Mike White as screenwriter has some work yet to do. Is “Beatriz at Dinner” a satire or a parable, or somewhere in between? His use of thought sequences akin to magic realism infuriates. The ambiguity left seems like lazy lack of closure. The viewer is left to do the work. Does the servant girl despair or simply wash her skin of any remnants of the deplorables. Director Miguel Arteta shows us the great divide of our times. There is no compromising. Murder, martyrdom, or ritual cleansing seem to be our only choices.

The other table guests are equally as shallow and as self-serving with the exception of the hostess Cathy played by Connie Britton. Britton’s Cathy, in contrast to her fawning underling husband, seems open to a less rigid marker between the economic haves and the have nots. For Cathy’s husband the rules are determined by beholdenness.
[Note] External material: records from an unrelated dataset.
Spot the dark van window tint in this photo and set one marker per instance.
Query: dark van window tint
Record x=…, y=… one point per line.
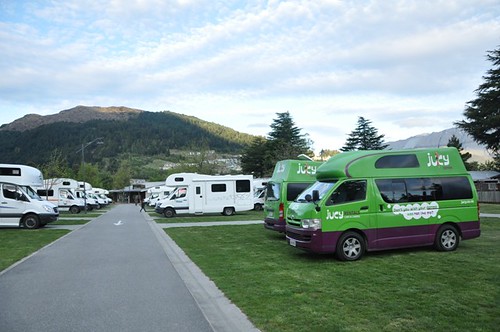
x=397, y=161
x=349, y=191
x=10, y=171
x=424, y=189
x=294, y=189
x=392, y=191
x=43, y=192
x=242, y=186
x=273, y=191
x=456, y=188
x=218, y=187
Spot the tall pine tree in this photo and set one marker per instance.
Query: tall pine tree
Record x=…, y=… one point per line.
x=285, y=141
x=364, y=137
x=455, y=142
x=483, y=113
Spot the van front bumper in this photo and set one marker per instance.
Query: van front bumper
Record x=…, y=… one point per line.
x=48, y=218
x=312, y=240
x=275, y=224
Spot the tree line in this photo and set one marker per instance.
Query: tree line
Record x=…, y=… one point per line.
x=285, y=140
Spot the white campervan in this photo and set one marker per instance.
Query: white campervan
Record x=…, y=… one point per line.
x=87, y=192
x=19, y=203
x=199, y=194
x=157, y=194
x=103, y=194
x=61, y=192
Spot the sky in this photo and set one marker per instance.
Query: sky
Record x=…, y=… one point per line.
x=409, y=67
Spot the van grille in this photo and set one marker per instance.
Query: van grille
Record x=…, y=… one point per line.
x=294, y=222
x=298, y=236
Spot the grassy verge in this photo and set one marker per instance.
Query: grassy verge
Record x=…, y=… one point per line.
x=16, y=244
x=245, y=215
x=281, y=288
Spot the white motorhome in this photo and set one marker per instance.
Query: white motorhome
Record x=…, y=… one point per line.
x=199, y=194
x=157, y=194
x=87, y=192
x=259, y=187
x=61, y=192
x=20, y=205
x=103, y=193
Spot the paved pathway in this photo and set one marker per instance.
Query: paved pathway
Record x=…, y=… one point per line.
x=119, y=272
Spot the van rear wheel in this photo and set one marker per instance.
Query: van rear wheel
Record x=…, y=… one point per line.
x=228, y=211
x=31, y=221
x=350, y=247
x=447, y=238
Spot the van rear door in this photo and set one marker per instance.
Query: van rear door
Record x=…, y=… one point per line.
x=12, y=205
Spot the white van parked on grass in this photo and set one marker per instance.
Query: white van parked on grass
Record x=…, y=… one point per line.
x=61, y=192
x=157, y=194
x=19, y=203
x=199, y=194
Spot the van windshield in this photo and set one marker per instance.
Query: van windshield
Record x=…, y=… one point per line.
x=273, y=191
x=322, y=187
x=31, y=193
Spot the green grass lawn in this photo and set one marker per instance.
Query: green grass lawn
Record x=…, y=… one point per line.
x=17, y=243
x=281, y=288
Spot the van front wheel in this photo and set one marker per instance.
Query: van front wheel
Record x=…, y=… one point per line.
x=74, y=209
x=350, y=247
x=169, y=212
x=228, y=211
x=31, y=221
x=447, y=238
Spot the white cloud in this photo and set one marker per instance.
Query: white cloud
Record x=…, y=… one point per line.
x=409, y=66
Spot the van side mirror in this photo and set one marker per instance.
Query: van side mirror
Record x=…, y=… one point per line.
x=315, y=200
x=315, y=195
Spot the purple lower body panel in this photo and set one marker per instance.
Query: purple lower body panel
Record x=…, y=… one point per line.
x=377, y=239
x=275, y=224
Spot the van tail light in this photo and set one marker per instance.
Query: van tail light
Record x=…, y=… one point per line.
x=281, y=212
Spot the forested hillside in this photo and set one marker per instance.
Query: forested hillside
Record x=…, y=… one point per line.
x=146, y=133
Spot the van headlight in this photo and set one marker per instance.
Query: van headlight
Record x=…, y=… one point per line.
x=313, y=224
x=48, y=208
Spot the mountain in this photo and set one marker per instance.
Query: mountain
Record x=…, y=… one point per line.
x=33, y=138
x=79, y=114
x=441, y=138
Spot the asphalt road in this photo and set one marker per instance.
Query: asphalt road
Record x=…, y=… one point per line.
x=113, y=274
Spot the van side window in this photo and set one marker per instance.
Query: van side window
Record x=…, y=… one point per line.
x=9, y=191
x=218, y=187
x=294, y=190
x=242, y=186
x=424, y=189
x=397, y=161
x=393, y=191
x=349, y=191
x=273, y=191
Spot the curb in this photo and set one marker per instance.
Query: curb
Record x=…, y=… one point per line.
x=221, y=313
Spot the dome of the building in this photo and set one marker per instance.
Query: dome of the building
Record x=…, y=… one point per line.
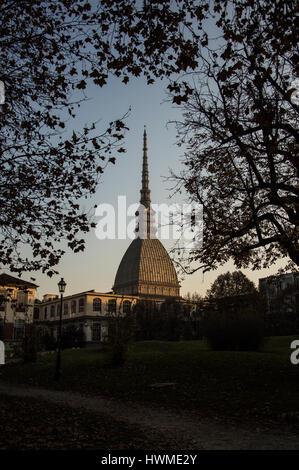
x=146, y=269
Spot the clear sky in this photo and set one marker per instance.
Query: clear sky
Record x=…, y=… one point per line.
x=96, y=267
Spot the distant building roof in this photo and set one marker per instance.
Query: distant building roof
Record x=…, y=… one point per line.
x=7, y=280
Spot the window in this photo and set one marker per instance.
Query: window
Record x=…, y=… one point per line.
x=97, y=305
x=19, y=329
x=36, y=313
x=81, y=304
x=111, y=305
x=126, y=306
x=96, y=331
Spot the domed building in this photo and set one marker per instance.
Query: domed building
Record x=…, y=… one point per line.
x=145, y=272
x=146, y=268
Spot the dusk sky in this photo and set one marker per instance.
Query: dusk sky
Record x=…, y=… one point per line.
x=96, y=267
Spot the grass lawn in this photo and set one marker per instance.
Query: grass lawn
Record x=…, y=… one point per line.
x=29, y=424
x=243, y=385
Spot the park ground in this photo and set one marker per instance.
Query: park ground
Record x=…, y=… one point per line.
x=168, y=396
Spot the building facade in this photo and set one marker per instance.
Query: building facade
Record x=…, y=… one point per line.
x=145, y=272
x=17, y=299
x=281, y=299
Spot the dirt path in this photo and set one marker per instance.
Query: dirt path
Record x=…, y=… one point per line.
x=200, y=433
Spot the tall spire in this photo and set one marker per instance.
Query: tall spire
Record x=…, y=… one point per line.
x=145, y=191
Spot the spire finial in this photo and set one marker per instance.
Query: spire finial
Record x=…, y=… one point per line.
x=145, y=191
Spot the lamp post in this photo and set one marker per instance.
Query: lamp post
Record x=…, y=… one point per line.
x=61, y=286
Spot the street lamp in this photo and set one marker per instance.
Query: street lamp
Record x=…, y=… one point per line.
x=61, y=287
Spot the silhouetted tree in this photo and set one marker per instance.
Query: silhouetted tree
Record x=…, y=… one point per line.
x=231, y=284
x=239, y=123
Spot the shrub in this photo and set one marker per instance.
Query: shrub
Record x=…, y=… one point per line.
x=233, y=331
x=31, y=344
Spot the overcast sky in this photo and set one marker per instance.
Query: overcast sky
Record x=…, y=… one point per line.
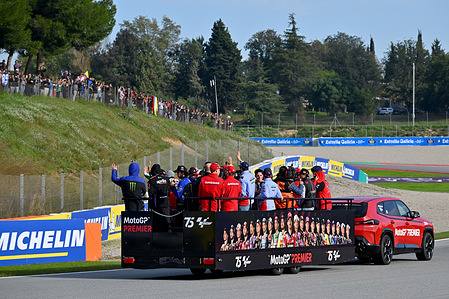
x=385, y=20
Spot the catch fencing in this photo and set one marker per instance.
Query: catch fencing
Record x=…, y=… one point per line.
x=26, y=195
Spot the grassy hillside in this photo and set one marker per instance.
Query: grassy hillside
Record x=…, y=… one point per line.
x=47, y=135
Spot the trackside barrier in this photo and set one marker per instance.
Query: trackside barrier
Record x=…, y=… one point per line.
x=330, y=167
x=362, y=141
x=48, y=241
x=109, y=218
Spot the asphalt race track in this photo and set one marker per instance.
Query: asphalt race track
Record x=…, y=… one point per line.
x=405, y=277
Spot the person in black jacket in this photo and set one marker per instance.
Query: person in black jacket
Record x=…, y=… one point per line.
x=133, y=187
x=159, y=190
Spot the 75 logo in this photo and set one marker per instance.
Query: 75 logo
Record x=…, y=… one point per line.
x=190, y=222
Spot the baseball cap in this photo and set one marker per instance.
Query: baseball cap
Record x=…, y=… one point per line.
x=230, y=169
x=215, y=166
x=267, y=173
x=181, y=168
x=316, y=168
x=244, y=165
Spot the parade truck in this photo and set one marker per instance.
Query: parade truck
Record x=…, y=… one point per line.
x=276, y=240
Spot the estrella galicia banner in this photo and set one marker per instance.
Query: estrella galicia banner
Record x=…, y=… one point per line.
x=384, y=141
x=285, y=141
x=44, y=241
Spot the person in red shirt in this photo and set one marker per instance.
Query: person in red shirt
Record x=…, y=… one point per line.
x=211, y=186
x=232, y=189
x=322, y=188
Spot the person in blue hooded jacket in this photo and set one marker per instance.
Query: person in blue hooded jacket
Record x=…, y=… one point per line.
x=133, y=187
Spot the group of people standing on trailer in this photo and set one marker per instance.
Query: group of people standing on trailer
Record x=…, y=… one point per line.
x=293, y=231
x=217, y=188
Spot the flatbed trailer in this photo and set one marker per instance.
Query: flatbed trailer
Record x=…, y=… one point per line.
x=199, y=242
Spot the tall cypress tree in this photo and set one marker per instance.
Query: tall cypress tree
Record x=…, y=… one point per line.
x=223, y=60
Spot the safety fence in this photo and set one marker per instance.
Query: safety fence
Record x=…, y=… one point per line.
x=43, y=194
x=126, y=97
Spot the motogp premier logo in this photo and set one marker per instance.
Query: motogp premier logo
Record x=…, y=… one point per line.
x=407, y=232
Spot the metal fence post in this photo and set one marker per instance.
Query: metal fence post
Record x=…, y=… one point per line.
x=196, y=154
x=22, y=191
x=248, y=154
x=43, y=194
x=100, y=187
x=182, y=153
x=81, y=190
x=62, y=191
x=171, y=158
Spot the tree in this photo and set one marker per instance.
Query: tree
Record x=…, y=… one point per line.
x=14, y=36
x=329, y=93
x=187, y=83
x=59, y=25
x=223, y=60
x=294, y=69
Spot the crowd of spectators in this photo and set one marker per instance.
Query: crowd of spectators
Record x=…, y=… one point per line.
x=83, y=86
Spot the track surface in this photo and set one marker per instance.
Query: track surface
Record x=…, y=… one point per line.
x=405, y=277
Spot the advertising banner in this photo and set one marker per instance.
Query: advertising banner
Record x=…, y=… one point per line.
x=323, y=163
x=307, y=162
x=45, y=241
x=100, y=215
x=285, y=141
x=384, y=141
x=115, y=223
x=335, y=168
x=271, y=239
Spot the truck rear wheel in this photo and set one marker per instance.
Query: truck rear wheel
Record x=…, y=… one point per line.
x=277, y=271
x=294, y=270
x=197, y=271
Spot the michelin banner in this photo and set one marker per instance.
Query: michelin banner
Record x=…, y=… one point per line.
x=46, y=241
x=330, y=167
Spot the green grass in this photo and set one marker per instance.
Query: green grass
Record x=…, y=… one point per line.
x=422, y=187
x=36, y=269
x=43, y=135
x=401, y=174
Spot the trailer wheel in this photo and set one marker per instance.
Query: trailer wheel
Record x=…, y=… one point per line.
x=197, y=271
x=216, y=271
x=277, y=271
x=294, y=270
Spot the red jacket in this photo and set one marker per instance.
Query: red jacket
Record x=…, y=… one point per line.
x=323, y=191
x=232, y=188
x=210, y=186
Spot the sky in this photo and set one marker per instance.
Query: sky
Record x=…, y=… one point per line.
x=385, y=20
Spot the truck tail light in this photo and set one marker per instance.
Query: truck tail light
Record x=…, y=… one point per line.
x=368, y=222
x=208, y=261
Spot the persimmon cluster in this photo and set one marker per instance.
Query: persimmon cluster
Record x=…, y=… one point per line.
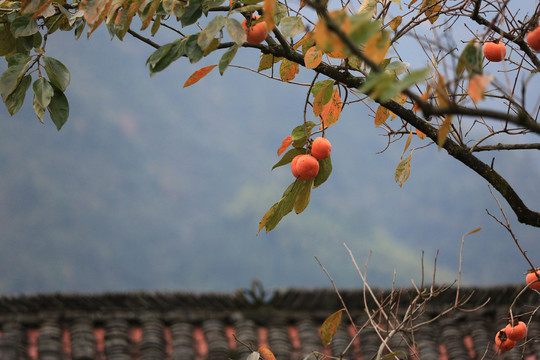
x=508, y=336
x=305, y=167
x=495, y=51
x=516, y=330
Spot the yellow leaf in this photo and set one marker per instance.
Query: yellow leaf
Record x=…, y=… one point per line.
x=330, y=326
x=377, y=47
x=198, y=75
x=395, y=23
x=313, y=57
x=444, y=130
x=288, y=70
x=407, y=143
x=381, y=115
x=331, y=111
x=432, y=9
x=477, y=86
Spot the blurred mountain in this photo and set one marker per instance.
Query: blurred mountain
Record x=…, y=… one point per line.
x=151, y=186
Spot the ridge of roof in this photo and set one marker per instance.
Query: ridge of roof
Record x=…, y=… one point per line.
x=292, y=299
x=214, y=326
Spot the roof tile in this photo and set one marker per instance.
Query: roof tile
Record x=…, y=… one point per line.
x=226, y=326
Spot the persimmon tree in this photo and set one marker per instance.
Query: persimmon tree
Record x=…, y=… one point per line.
x=358, y=55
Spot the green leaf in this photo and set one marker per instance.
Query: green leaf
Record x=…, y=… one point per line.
x=289, y=155
x=292, y=25
x=165, y=55
x=15, y=100
x=280, y=11
x=192, y=14
x=227, y=58
x=403, y=170
x=414, y=77
x=155, y=26
x=192, y=49
x=303, y=194
x=58, y=109
x=325, y=169
x=330, y=326
x=301, y=133
x=284, y=206
x=7, y=41
x=470, y=59
x=79, y=25
x=209, y=33
x=208, y=4
x=248, y=8
x=43, y=93
x=23, y=26
x=236, y=31
x=57, y=72
x=322, y=92
x=363, y=29
x=9, y=80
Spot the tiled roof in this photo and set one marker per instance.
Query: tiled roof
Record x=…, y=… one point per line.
x=143, y=325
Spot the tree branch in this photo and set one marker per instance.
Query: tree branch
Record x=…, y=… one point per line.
x=535, y=146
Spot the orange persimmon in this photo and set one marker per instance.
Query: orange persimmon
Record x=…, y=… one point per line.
x=494, y=51
x=321, y=148
x=533, y=39
x=502, y=342
x=516, y=331
x=256, y=32
x=306, y=167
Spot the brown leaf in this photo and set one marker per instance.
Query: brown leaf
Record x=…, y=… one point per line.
x=288, y=70
x=313, y=57
x=331, y=111
x=381, y=115
x=400, y=99
x=198, y=75
x=395, y=22
x=330, y=326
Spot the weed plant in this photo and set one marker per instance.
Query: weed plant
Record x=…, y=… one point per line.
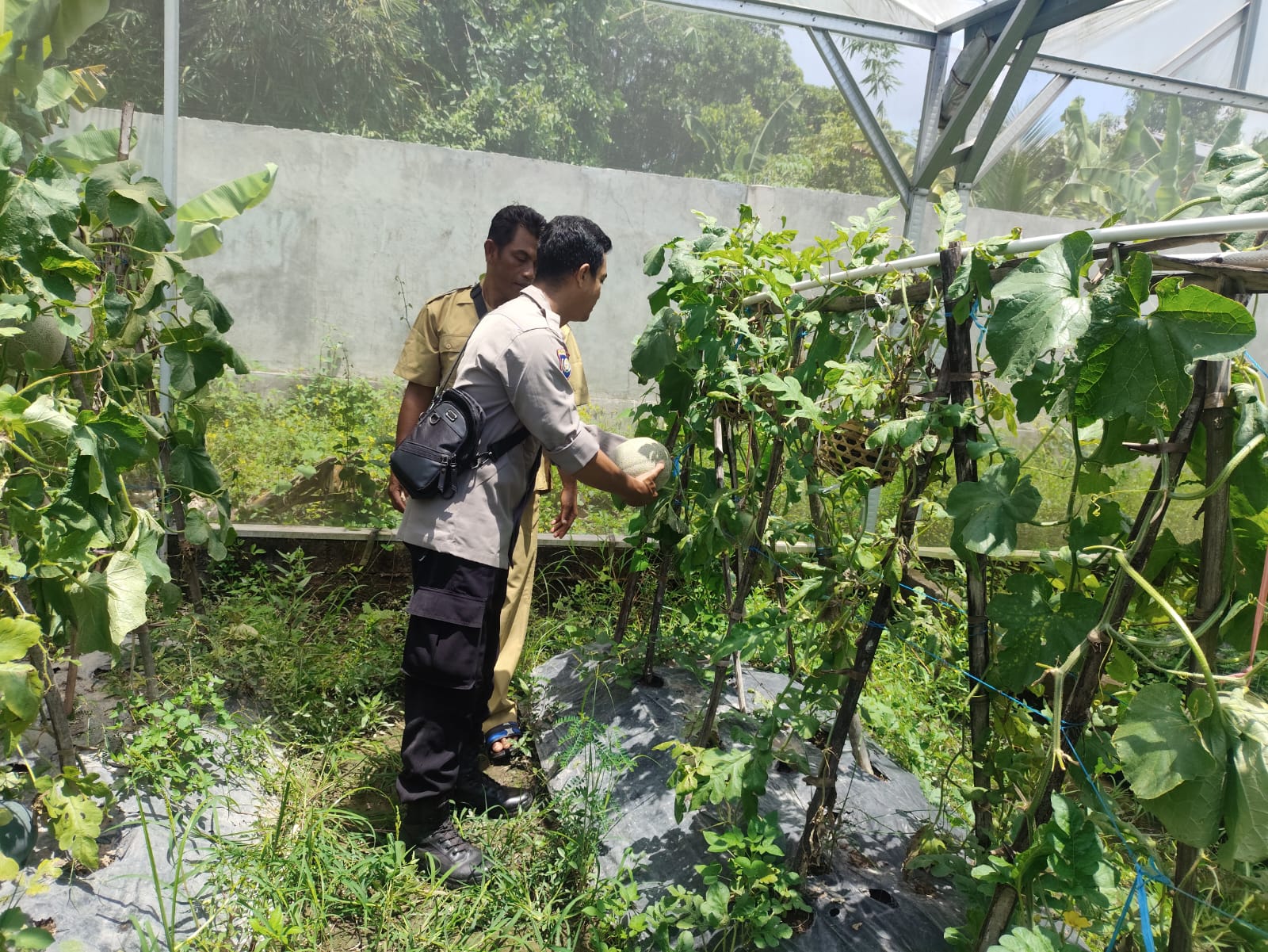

I wanted more: more banter, more in-depth debate, more script development. The film’s strengths rest on fine acting and attention to props like the Virgin Mary and Buddha swaying on the wagon’s dash. This gated community with its three security checks will have most patrons burning sage while knowing that the struggle is not the primal man vs. nature, but the equally primal man vs. man. My favorite line being Beatriz’s : “Try healing something, Doug.”